Wednesday, April 25, 2007

The Economics of Everyday things

I had the most interesting dinner conversation with a friend today. The discussion centered around issues that have always fascinated me... These are topics that I've always wanted to spend considerable amounts of time on. And hopefully will... after I hand in my dissertation, six weeks from now. :)

Pet projects for the next part of my life (in no particular order)

*) Socio-politico-economic philosophies: Capitalism, communism and socialism.
*) Styles of government: Democracies, dictatorships, communism.
*) The role of government (vs. the market)
*) The everyday economics associated with these social structures. Possible mathematical analyses for when it make sense to have one over another.
*) The sustainability of a utopian society. (Open source software?)
*) The economic sense (or the lack, thereof) of the Bhagavad Gita's core philosophy.

These are questions economists keep asking time and again. Some questions don't really have clear answers. And as the old joke goes... you can put twenty economists in the same room, and no two of them will share the same opinion on anything!

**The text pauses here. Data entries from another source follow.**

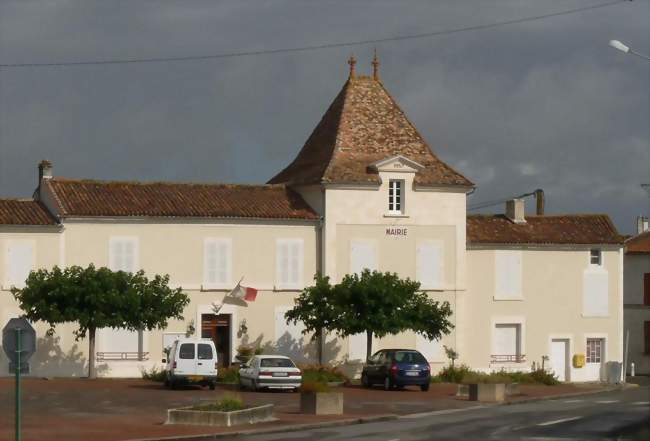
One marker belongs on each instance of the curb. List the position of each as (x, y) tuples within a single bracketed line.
[(289, 428)]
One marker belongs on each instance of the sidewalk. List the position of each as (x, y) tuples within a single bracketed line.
[(116, 410)]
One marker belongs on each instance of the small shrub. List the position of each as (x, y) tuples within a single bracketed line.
[(228, 403), (154, 374), (228, 375), (314, 386)]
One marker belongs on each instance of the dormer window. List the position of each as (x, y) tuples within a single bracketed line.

The study is fun, nonetheless.

If you think you can point me in the direction of some useful resources, do write me a note. If you're also interested in similar areas, and are looking for starting points, try:

*) Economics, Samuelson and Nordhaus
*) The Argumentative Indian, Amartya Sen
*) India Unbound, Gurcharan Das
*) The Constitution of India
*) The Constitution of the United States of America.

Tuesday, April 3, 2007

And I missed the Gita discussion session today!

So much for being regular, but there was much else to do and only one of me.

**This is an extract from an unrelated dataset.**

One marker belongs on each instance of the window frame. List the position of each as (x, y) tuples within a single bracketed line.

Here's what the Hitchhiker's guide has to say about the existence of God though...

(quote)
Now it is such a bizarrely impossible coincidence that anything so mind-bogglingly useful could have evolved purely by chance that some thinkers have chosen to see it as a final and clinching proof of the nonexistence of God. The arguement goes something like this:

"I refuse to prove that I exist," says God, "for proof denies faith, and without faith I am nothing."

"But," say Man, "the Babel fish is a dead giveaway, isn't it? It could not have evolved by chance. It proves you exist, and so therefore, by your own arguments, you don't. QED."

"Oh dear," says God, "I hadn't though of that" and promply vanishes in a puff of logic.